Core Banking Solution (CBS)
A Core Banking Solution (CBS) is a centralised, networked software platform that enables a bank to process and record all transactions in real time across all its branches, allowing customers to access their accounts and conduct banking operations from any branch or digital channel.
Before the advent of CBS, Indian banks operated on a branch-centric model where accounts were maintained locally at the branch where they were opened. A customer of Punjab National Bank's Connaught Place branch in Delhi, for example, had to conduct most transactions at that specific branch. Transferring money to another bank or withdrawing cash at a different branch required manual processes, paper-based authorisations, and significant delays.
The Reserve Bank of India mandated CBS implementation across all scheduled commercial banks as a condition for meeting minimum technology standards. Public sector banks completed CBS migration largely between 2005 and 2012, with the initiative driven by the Committee on Financial Sector Technology and Regulation chaired by RBI Deputy Governor S.S. Tarapore. The process involved enormous logistical challenges — migrating decades of paper-based account records, training tens of thousands of branch staff, and replacing multiple legacy systems with a unified platform.
The leading CBS vendors in India included Infosys's Finacle, Tata Consultancy Services' BaNCS, Oracle FLEXCUBE, and Temenos. Different banks chose different platforms, and the banking sector became a significant revenue driver for India's IT services industry through large-scale CBS implementation and maintenance contracts.
The benefits of CBS were transformational. Any-branch banking became a reality — a customer could deposit cash at a branch in Kolkata and their Hyderabad-based account would reflect the credit instantly. Real-time gross settlement (RTGS) and National Electronic Funds Transfer (NEFT) were built on CBS infrastructure.
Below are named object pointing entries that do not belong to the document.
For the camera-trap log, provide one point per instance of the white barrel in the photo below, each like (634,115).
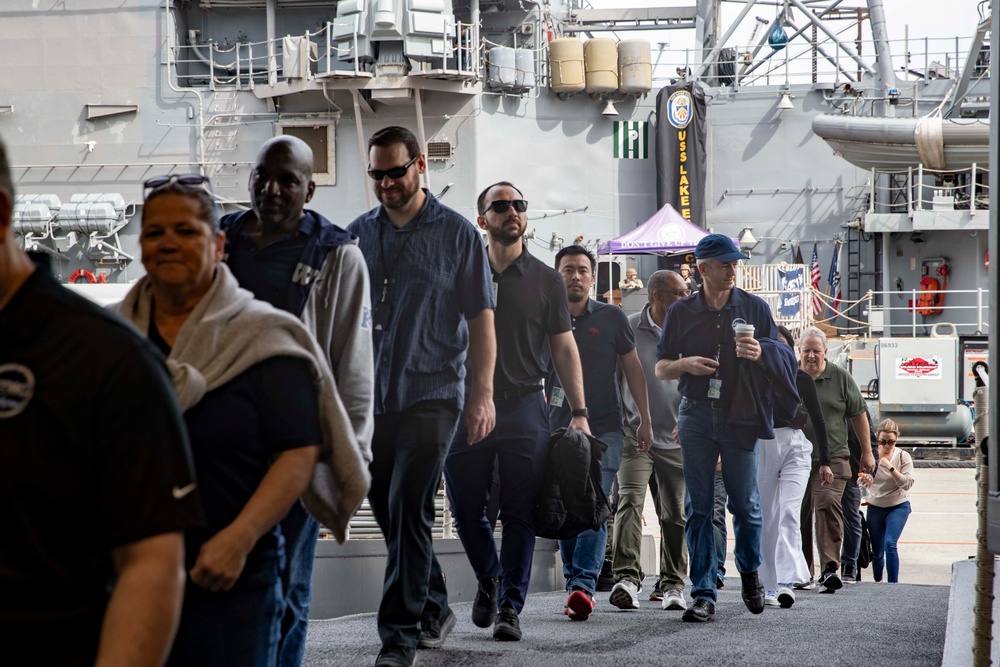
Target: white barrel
(566,65)
(600,58)
(525,61)
(503,71)
(635,66)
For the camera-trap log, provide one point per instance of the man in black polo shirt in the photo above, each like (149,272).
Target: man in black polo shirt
(605,341)
(95,472)
(531,309)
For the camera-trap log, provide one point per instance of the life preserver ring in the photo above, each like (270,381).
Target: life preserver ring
(83,273)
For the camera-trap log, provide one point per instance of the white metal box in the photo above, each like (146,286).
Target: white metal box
(918,374)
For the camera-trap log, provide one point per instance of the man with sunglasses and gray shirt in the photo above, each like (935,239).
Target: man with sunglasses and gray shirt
(531,310)
(433,306)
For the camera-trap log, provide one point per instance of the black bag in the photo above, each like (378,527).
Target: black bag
(800,418)
(866,551)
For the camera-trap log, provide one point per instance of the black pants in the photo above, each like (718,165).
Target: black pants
(408,451)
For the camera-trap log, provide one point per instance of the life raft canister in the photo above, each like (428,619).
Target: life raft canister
(83,273)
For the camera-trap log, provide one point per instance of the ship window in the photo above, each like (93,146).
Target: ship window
(320,138)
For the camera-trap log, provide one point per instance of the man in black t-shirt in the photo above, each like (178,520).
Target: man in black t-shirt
(96,486)
(531,310)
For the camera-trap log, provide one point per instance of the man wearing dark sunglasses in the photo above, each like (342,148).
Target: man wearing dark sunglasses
(300,262)
(531,310)
(433,305)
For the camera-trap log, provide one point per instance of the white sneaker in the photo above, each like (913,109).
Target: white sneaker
(786,598)
(674,599)
(625,595)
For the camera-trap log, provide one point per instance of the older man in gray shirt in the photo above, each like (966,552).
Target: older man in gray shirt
(661,462)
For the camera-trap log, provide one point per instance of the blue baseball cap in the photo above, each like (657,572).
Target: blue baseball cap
(720,247)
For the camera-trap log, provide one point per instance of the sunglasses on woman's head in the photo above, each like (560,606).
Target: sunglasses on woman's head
(182,179)
(503,205)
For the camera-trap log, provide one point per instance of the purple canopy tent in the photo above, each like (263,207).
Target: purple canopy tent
(665,233)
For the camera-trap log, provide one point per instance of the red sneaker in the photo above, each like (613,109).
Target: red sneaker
(579,605)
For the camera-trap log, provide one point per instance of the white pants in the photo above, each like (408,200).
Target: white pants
(783,467)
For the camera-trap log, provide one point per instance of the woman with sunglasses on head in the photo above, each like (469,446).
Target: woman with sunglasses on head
(783,468)
(258,401)
(888,506)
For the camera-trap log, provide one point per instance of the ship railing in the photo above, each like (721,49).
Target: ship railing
(784,287)
(887,313)
(814,57)
(246,64)
(922,189)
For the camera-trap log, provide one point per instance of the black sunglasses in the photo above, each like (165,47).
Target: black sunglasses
(394,173)
(182,179)
(503,205)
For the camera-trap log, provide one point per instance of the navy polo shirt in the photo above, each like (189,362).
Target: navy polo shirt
(531,306)
(694,329)
(436,275)
(603,334)
(267,272)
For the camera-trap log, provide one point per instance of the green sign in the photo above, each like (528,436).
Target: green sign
(631,140)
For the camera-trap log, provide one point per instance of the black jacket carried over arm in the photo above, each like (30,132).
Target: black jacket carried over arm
(572,499)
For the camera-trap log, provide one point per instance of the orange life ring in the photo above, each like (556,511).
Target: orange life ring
(83,273)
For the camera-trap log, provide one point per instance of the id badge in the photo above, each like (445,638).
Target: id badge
(381,318)
(715,388)
(558,397)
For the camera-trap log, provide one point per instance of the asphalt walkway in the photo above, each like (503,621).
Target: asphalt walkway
(863,624)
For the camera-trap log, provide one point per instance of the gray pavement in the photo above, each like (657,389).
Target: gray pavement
(863,624)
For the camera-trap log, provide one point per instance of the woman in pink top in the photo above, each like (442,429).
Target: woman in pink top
(888,507)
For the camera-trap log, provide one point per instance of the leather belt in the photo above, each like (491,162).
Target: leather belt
(516,392)
(708,403)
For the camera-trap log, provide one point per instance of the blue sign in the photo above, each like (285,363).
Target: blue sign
(790,283)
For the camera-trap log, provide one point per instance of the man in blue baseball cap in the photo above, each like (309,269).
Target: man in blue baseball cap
(706,337)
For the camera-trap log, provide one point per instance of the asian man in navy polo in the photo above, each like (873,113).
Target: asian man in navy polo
(605,340)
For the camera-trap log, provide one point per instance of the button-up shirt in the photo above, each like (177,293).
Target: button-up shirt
(435,274)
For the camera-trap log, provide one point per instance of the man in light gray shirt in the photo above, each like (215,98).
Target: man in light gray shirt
(662,462)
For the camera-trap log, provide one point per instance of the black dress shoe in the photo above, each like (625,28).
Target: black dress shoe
(434,633)
(699,612)
(396,656)
(753,592)
(508,627)
(484,608)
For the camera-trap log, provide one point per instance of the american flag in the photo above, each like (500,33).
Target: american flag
(815,276)
(833,280)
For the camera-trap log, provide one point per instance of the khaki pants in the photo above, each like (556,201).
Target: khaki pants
(633,479)
(825,502)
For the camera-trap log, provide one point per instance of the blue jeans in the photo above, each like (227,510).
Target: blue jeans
(583,555)
(519,446)
(719,523)
(300,531)
(238,627)
(705,436)
(886,525)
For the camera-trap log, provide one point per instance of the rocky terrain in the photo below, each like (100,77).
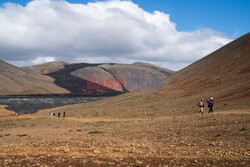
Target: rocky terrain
(104,79)
(219,139)
(14,80)
(155,127)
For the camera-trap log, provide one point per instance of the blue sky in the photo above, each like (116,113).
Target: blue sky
(119,31)
(230,17)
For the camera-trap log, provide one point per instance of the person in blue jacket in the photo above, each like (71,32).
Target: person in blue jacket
(210,105)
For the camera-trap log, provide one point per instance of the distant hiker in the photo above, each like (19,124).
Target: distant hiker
(210,105)
(52,115)
(201,106)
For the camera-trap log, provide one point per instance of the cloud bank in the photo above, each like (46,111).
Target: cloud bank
(110,31)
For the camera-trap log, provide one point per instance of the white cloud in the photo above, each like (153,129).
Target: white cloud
(110,31)
(40,60)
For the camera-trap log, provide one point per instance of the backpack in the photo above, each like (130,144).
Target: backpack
(200,104)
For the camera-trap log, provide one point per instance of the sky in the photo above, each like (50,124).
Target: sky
(168,33)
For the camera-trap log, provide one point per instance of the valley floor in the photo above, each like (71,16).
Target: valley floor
(218,139)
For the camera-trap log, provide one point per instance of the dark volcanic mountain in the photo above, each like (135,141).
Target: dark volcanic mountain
(223,74)
(92,79)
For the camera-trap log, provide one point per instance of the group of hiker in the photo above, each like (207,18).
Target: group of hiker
(53,115)
(210,104)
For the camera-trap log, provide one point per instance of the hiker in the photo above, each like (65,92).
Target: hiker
(210,105)
(52,115)
(201,106)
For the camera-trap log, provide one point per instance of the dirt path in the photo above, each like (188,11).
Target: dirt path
(219,139)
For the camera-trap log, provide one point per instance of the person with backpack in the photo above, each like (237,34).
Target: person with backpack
(201,106)
(210,105)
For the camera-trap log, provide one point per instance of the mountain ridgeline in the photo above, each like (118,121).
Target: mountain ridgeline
(79,79)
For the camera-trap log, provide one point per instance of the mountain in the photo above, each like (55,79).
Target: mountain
(92,79)
(46,67)
(223,74)
(14,80)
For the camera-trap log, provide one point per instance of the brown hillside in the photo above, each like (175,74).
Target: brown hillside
(224,74)
(75,77)
(46,67)
(14,80)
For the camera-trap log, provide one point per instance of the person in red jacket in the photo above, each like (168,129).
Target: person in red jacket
(210,105)
(201,106)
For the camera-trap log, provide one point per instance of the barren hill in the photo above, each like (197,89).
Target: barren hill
(83,78)
(223,74)
(14,80)
(46,67)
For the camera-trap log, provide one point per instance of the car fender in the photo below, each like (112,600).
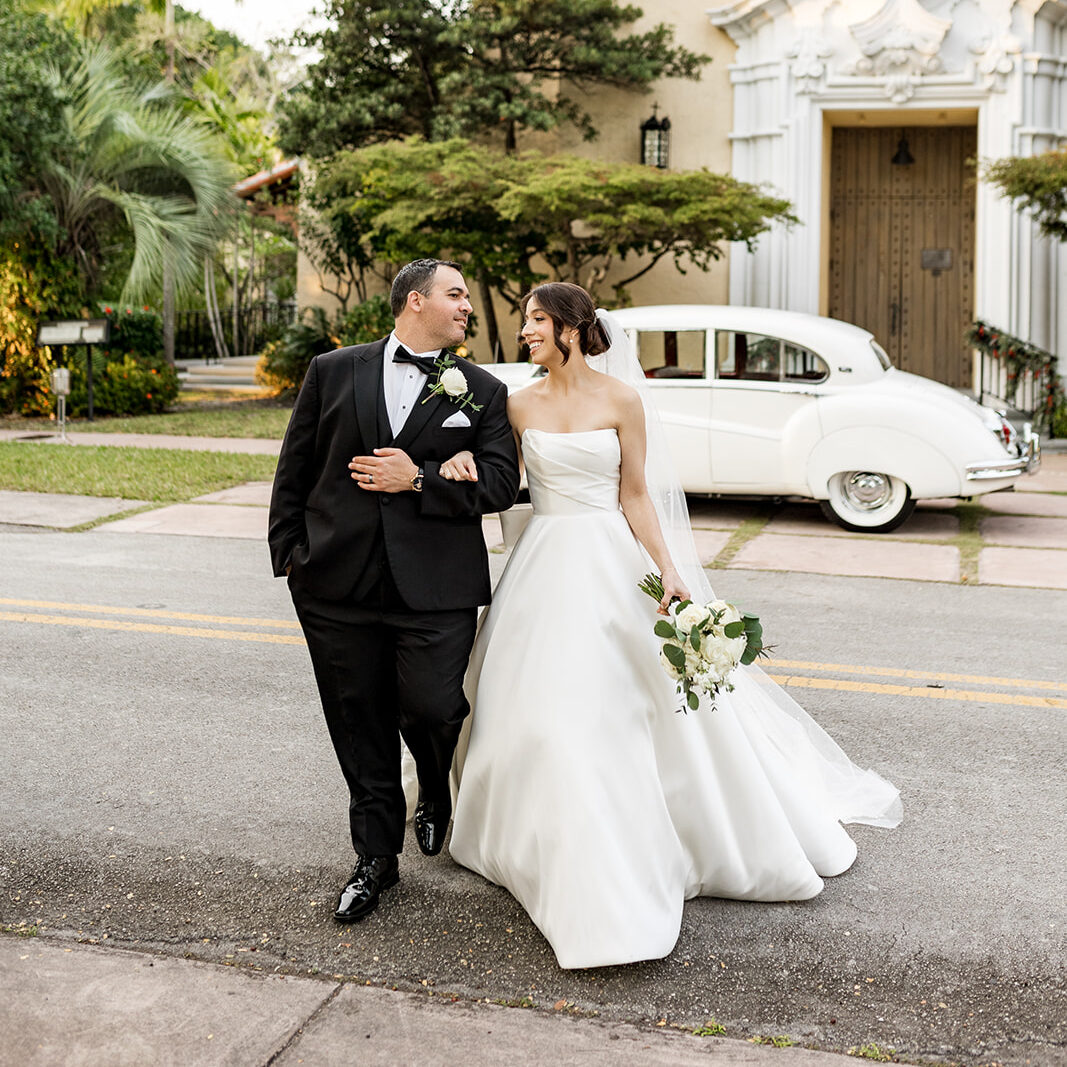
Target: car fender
(887,449)
(800,436)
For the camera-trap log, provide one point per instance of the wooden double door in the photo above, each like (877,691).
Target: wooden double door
(902,242)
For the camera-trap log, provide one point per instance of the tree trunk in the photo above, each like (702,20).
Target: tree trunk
(168,263)
(168,305)
(490,312)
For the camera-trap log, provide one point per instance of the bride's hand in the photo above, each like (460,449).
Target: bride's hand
(673,589)
(460,467)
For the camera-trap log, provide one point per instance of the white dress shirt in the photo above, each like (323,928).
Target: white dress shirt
(402,383)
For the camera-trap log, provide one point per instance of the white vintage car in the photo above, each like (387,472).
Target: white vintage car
(757,401)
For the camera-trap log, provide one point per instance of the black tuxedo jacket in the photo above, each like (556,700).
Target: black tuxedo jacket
(328,529)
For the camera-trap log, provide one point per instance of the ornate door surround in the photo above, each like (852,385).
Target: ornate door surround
(805,66)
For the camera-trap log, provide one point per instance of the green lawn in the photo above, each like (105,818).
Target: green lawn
(200,418)
(136,474)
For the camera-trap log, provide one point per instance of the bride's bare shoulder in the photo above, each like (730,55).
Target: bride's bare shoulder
(522,399)
(622,395)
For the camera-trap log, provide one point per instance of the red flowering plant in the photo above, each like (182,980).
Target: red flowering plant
(130,376)
(1020,359)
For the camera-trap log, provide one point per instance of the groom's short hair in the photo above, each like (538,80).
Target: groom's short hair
(416,276)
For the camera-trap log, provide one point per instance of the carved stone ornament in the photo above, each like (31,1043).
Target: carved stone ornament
(997,56)
(809,53)
(901,44)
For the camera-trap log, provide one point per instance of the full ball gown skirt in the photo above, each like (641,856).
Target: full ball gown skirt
(583,791)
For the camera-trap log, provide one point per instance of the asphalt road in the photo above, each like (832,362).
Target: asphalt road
(168,783)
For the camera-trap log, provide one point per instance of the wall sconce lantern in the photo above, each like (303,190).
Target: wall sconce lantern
(655,140)
(903,157)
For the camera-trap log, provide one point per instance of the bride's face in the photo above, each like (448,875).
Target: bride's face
(539,333)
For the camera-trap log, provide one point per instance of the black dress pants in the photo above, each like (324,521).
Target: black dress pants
(385,671)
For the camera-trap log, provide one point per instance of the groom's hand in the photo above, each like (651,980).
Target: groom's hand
(387,471)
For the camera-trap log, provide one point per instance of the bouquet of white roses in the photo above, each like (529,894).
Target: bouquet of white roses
(703,643)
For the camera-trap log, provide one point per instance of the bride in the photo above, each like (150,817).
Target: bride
(583,791)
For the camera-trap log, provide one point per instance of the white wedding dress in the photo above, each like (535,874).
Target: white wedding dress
(583,790)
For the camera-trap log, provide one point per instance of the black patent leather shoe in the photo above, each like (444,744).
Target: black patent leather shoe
(431,823)
(372,875)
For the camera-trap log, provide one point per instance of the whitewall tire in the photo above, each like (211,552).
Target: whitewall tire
(868,502)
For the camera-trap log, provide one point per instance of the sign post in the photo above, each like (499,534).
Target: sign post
(88,332)
(61,386)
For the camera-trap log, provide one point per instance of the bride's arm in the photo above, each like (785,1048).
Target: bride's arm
(636,503)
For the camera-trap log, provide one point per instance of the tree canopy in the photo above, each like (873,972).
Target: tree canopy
(1039,185)
(496,213)
(392,68)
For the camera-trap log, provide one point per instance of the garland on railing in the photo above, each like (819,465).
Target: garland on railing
(1019,357)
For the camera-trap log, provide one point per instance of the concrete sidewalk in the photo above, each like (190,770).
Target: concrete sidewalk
(74,1004)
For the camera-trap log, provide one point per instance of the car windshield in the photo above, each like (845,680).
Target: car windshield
(881,354)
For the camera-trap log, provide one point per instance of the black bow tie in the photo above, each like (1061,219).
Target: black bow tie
(428,364)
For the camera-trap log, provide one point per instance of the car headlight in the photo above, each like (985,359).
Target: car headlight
(999,426)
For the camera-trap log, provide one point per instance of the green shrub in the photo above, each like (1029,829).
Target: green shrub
(366,322)
(284,362)
(134,331)
(31,287)
(127,385)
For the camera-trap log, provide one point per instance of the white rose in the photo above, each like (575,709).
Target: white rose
(690,616)
(454,382)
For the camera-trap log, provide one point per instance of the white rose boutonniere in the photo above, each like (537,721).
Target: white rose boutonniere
(452,383)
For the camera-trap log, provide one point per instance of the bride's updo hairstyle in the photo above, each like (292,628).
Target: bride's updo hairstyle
(570,307)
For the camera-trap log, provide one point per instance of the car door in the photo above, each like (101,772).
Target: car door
(764,418)
(677,364)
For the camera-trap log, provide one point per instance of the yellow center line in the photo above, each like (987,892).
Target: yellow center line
(153,614)
(1017,683)
(802,682)
(794,681)
(149,627)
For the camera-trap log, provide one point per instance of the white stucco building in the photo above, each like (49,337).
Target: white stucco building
(824,94)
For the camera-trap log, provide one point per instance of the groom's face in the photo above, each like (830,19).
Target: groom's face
(444,311)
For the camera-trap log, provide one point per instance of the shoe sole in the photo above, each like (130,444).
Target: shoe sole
(371,904)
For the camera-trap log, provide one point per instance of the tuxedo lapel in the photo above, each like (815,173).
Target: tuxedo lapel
(366,391)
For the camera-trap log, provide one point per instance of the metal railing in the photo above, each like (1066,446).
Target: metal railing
(257,324)
(1023,391)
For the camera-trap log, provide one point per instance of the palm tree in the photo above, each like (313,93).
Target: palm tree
(143,164)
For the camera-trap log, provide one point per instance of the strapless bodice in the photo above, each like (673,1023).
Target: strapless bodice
(572,473)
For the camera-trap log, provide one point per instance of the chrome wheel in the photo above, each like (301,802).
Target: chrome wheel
(868,500)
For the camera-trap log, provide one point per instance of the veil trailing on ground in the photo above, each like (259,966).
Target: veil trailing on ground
(857,795)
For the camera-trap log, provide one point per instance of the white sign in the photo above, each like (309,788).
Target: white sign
(74,332)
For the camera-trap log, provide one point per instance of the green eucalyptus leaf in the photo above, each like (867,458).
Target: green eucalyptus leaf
(674,655)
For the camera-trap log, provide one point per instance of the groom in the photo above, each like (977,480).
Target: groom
(385,557)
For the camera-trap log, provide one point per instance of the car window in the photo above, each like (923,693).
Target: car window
(671,353)
(757,357)
(801,365)
(882,355)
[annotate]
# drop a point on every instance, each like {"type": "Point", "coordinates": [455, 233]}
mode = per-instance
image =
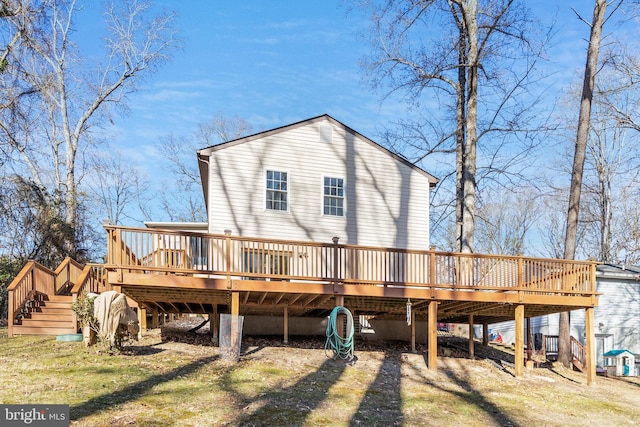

The subsequent launches of IMPS, UPI, and digital wallets all relied on CBS as the backbone that processed and validated transactions at the bank end.
For cooperative banks and small regional rural banks (RRBs), the CBS transition was more protracted. The RBI and NABARD provided financial assistance and set regulatory deadlines to ensure these smaller institutions also migrated to CBS, enabling their integration into national payment infrastructure. Today, CBS-based banking is considered the minimum acceptable standard, and innovations such as open banking and account aggregation are being built on top of it.